The Passion of the Christ
Peter Bradshaw
It's certainly ambitious and technically proficient, but only very moderately acted and turns out to be an incredibly obtuse piece of macho-masochism, overlooking Jesus's message of love and his human complexity in favour of a bizarre make-up bloodbath, turning his body into a gory lattice of latex weals, cosmetic stripes and prosthetic wounds which proclaim their lurid and ridiculous fakeness to the very heavens . . . .But it seems to me that Bradshaw has missed the point of the flashbacks to episodes like the Last Supper and the Sermon on the Mount, which are to drive home repeatedly the very message Bradshaw does not find in the film, love of enemies, prayer for persecutors, laying down one's life for one's friends, forgiveness. The juxtaposition of this specifically chosen teaching with Jesus' own attitude to his suffering is one of the film's most memorable themes.
. . . . . Gibson also has ridiculous devils and Satanic apparitions popping up all over the place, whose appearance he has plagiarised from The Omen and Don't Look Now. Is it too much to ask where the spiritual dimension has disappeared to? Where is the message of love, and hope? Where is the compelling poetry of moral grace? Does all of it have to be swept away in a tsunami of fake gore?

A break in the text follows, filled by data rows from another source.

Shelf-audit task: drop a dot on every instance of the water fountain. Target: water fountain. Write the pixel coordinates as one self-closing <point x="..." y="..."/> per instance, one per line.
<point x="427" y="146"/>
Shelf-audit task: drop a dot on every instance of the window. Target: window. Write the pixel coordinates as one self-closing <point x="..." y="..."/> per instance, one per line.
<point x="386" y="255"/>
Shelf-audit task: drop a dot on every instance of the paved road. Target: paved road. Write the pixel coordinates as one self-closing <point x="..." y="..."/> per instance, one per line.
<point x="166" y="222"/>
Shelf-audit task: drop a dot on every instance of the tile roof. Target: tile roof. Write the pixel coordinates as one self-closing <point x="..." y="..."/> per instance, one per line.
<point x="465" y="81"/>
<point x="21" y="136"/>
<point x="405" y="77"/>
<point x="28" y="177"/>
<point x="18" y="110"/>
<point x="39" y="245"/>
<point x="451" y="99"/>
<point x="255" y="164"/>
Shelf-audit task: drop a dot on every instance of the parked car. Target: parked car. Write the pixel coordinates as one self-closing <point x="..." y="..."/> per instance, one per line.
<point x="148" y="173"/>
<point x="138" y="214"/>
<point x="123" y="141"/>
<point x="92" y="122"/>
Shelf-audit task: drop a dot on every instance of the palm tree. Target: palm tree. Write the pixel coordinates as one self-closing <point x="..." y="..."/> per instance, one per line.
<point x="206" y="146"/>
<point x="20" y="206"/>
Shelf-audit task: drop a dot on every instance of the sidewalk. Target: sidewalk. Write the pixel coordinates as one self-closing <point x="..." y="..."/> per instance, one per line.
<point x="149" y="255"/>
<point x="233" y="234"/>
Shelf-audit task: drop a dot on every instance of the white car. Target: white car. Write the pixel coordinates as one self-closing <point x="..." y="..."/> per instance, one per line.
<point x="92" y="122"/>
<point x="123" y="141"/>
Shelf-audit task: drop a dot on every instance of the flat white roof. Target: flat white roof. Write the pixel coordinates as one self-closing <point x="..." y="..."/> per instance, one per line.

Gibson offers brief flashbacks to episodes like the Sermon on the Mount and the Last Supper, hinting in the most superficial way possible at what it has all been about in the first place - before we smartly return to Jesus's ongoing steak tartare nightmare, whose horror is repeatedly undermined with cutaway reaction shots of Mary (Maja Morgenstern) and Mary Magdalene (Monica Bellucci) doing their unvarying sorrow ing face to the accompaniment of syrupy-sad music.